EisnerAmper Real Estate Group Presents “Long Island State of the Market” Event

EisnerAmper recently presented Bisnow’s 2nd Annual Long Island State of the Market event at the Garden City Hotel. This real estate forum discussed ‘all things Long Island’ from Nassau County to the east end, sharing perspectives on development from major market players.

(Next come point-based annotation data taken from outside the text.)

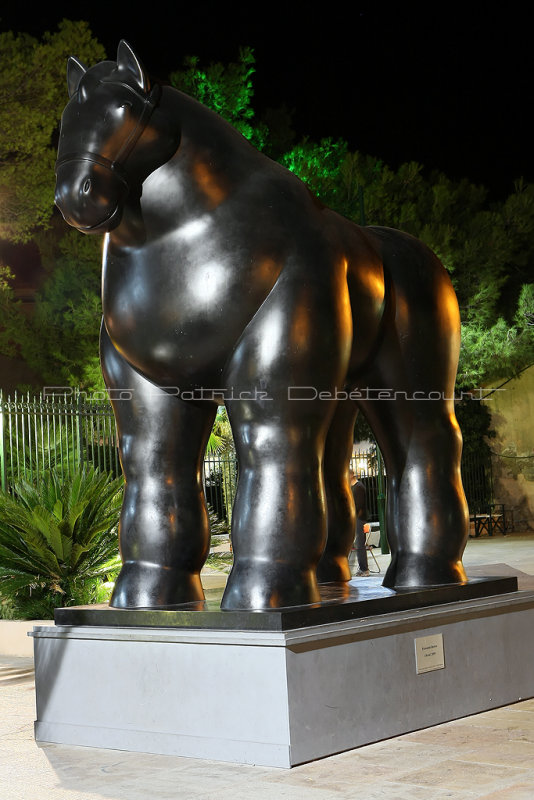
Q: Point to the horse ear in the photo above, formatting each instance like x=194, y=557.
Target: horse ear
x=75, y=72
x=126, y=59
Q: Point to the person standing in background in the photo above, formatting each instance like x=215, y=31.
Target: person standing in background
x=360, y=501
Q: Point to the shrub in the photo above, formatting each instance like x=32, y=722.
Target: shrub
x=58, y=542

For years, Long Island’s proximity to New York City and other surrounding tri-state areas has been its main selling point. But millennials are not attracted to Long Island just for the location. The millennial generation is looking to drive less and walk more, favoring large new developments close to Long Island Railroad stations. New developments capitalizing on this trend are being built across the Island in locations such as in Huntington Station, Hempstead, Glen Cove and many other areas. While these new properties are being built up on Long island, competition is growing stronger in other tri-state areas too for the same dollars.

On a panel led by EisnerAmper Partner Lisa Knee, speakers shared their experiences trying to get municipal approvals from communities who can be skeptical of the new development and sometimes push back against it. While panelists bemoaned the difficulties they can experience in planning, it was also expressed that community push back also adds “scarcity value” in the market. 

While millennials are impacting the Long Island community, baby boomers are too. On the commercial side, more health care centers and walk-in clinics are opening all over Long Island to meet their needs. These centers and clinics are taking over many vacant retail spaces and are also helping the Long Island economy.

Among the panelists on the panel led by Lisa Knee were Don Monti, CEO, Renaissance Downtowns; Adam Altman, Managing Member, The KABR Group; Mark Kaplan, Principal and COO, Ripco and Brian Lee, Executive Managing Director, Newmark Knight Frank.

The push and pull of development will continue as Long Island communities reckon with changing demographics and the balancing act of attracting new residents while keeping longtime residents happy.